Rigorous derivation of dark energy and inflation as geometry effects in Covariant Canonical Gauge Gravity

TL;DR

This paper explores how Covariant Canonical Gauge Gravity (CCGG), a first-principles derived Palatini theory, can naturally explain dark energy and inflation as effects of spacetime geometry, aligning with observational data.

Contribution

It introduces a covariant Hamiltonian formulation of gravity with torsion and quadratic curvature terms, extending Einstein-Hilbert theory to account for dark energy and inflation.

Findings

Cosmological models compatible with ΛCDM

Dark energy emerges as a geometric correction

Viable scenarios with bounce and bang cosmologies

Abstract

The cosmological implications of the Covariant Canonical Gauge Theory of Gravity (CCGG) are investigated.
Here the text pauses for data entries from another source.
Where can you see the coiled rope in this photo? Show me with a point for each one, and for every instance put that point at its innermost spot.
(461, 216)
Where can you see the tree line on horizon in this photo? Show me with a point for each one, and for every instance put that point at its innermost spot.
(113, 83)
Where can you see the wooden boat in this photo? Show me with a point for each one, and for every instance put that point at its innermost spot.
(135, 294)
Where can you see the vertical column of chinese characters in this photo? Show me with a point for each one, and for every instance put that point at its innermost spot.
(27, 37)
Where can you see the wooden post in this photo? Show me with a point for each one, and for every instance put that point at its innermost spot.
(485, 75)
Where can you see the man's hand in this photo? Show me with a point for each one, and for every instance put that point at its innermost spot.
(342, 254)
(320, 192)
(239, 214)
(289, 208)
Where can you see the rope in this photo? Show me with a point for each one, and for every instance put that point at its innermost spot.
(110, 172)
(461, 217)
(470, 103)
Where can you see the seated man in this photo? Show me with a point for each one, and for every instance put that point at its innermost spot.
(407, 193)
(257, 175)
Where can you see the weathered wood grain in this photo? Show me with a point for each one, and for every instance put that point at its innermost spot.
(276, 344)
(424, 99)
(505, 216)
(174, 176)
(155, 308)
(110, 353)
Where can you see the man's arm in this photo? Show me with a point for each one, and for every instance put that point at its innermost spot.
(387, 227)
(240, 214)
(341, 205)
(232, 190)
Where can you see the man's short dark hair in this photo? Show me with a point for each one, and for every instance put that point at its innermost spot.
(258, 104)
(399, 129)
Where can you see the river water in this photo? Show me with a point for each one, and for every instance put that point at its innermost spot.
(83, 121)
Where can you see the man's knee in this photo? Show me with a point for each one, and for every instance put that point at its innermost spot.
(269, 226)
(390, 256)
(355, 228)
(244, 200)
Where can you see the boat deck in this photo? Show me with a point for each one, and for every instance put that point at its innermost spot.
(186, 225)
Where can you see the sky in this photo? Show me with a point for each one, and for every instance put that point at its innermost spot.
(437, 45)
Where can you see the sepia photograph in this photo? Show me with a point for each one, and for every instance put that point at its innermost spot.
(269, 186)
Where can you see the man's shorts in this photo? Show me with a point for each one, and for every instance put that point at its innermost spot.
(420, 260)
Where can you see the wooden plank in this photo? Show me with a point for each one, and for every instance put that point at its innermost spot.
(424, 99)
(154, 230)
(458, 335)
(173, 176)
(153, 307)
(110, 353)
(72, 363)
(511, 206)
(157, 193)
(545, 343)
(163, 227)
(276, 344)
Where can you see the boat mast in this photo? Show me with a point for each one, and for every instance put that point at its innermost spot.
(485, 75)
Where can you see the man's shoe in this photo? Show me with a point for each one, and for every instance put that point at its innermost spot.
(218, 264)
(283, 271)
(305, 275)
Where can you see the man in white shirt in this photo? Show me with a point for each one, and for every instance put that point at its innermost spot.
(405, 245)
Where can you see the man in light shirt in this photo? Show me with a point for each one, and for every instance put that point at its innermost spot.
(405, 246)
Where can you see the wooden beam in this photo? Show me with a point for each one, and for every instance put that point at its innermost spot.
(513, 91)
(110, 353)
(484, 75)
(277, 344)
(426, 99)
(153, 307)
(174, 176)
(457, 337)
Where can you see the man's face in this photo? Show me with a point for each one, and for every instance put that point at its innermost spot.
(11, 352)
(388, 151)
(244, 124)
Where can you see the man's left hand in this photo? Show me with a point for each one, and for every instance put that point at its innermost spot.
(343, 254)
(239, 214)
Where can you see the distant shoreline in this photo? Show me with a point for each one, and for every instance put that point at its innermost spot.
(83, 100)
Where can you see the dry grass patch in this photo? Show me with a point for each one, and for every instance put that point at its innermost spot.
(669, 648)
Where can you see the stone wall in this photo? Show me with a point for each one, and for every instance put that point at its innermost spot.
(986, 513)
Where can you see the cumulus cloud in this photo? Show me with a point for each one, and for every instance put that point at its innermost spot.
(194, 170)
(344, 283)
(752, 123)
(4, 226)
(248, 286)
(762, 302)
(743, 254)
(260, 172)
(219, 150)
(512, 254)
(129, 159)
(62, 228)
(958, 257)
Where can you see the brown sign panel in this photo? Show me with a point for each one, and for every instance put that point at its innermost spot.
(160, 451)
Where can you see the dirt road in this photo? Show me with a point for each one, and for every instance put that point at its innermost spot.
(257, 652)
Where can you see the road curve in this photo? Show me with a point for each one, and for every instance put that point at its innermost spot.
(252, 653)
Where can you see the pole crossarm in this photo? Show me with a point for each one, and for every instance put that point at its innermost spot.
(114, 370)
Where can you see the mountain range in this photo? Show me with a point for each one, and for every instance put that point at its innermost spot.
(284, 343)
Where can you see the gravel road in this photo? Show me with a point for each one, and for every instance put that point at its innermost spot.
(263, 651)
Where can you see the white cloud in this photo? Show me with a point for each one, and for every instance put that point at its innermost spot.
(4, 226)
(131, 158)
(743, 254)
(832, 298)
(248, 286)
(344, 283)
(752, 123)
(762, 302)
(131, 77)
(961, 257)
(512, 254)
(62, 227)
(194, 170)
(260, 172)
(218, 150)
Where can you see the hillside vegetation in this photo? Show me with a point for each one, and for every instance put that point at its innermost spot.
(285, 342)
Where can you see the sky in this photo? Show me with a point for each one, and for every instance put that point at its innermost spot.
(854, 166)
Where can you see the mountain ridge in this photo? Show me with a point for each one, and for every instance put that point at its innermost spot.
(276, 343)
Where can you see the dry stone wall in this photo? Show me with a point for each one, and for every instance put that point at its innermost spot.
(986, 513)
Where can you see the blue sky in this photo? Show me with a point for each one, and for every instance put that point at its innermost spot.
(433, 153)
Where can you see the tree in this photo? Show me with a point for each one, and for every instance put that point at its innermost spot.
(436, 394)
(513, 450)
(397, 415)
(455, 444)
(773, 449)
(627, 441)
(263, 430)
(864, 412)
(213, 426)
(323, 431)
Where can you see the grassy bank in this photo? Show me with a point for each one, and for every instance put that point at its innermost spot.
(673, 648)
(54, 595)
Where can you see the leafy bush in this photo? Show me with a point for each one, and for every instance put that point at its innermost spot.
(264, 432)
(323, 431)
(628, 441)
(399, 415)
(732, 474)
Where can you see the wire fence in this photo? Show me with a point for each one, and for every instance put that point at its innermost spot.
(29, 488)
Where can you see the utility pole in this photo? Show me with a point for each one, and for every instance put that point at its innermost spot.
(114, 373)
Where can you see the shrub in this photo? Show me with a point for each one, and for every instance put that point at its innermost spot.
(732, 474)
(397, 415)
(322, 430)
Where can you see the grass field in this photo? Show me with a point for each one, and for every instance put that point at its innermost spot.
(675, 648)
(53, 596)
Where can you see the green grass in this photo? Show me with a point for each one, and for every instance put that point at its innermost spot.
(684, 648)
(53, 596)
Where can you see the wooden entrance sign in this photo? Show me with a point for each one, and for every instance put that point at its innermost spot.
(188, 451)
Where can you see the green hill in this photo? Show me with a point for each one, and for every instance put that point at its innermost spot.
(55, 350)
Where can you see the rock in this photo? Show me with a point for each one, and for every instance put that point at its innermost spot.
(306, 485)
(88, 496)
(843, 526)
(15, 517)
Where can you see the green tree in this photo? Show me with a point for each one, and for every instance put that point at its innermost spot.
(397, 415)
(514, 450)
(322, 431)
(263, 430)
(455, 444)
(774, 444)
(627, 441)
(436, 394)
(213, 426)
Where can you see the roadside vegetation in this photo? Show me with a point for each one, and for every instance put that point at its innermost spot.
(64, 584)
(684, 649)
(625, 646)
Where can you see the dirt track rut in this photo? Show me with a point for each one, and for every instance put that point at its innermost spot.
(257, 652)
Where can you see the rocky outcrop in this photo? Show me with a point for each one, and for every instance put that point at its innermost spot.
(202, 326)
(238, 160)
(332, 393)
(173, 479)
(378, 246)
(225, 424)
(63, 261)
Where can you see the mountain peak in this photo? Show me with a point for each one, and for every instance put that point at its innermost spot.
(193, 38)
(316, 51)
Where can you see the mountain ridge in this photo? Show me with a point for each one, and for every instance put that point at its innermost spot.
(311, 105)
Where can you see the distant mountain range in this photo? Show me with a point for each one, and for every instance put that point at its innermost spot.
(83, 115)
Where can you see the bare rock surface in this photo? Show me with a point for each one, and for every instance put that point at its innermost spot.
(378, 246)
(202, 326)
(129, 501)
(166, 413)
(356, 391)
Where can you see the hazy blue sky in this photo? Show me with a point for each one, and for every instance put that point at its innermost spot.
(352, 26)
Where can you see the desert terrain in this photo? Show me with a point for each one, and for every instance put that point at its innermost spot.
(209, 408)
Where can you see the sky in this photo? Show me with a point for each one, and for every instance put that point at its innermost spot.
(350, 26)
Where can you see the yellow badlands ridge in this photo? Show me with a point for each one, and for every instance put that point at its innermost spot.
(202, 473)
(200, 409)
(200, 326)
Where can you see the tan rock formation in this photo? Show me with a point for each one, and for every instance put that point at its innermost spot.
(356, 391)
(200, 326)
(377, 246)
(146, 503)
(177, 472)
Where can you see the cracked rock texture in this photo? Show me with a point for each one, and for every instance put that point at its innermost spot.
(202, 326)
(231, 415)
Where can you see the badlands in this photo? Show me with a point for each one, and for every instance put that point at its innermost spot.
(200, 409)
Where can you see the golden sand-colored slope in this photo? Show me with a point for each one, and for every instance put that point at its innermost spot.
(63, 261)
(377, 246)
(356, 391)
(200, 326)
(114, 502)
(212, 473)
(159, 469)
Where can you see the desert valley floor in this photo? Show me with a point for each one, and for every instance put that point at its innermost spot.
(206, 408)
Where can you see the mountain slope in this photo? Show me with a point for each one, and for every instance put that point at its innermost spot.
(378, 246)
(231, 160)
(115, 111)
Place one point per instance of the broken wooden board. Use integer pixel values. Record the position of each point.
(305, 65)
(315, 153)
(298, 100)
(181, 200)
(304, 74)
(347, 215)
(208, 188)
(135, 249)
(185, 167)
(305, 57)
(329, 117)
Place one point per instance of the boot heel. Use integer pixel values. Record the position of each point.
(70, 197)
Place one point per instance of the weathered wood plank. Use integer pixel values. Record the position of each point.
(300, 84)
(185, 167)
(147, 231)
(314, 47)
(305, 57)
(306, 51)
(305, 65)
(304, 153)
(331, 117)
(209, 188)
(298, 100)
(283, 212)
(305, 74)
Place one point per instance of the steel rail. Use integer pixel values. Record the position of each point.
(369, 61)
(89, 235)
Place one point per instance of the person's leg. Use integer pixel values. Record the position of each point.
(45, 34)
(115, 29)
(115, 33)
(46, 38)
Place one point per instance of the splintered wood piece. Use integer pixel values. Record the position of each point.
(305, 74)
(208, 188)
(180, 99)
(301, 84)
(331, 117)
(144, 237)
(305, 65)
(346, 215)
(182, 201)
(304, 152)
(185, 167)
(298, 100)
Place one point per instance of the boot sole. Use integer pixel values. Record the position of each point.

CCGG is a Palatini theory derived from first principles using the canonical transformation formalism in the covariant Hamiltonian formulation. The Einstein-Hilbert theory is thereby extended by a quadratic Riemann-Cartan term in the Lagrangian. Moreover, the requirement of covariant conservation of the stress-energy tensor leads to necessary presence of torsion. In the Friedman universe that promotes the cosmological constant to a time-dependent function, and gives rise to a geometrical correction with the EOS of dark radiation. The resulting cosmology, compatible with the $\Lambda$CDM parameter set, encompasses bounce and bang scenarios with graceful exits into the late dark energy era. Testing those scenarios against low-z observations shows that CCGG is a viable theory.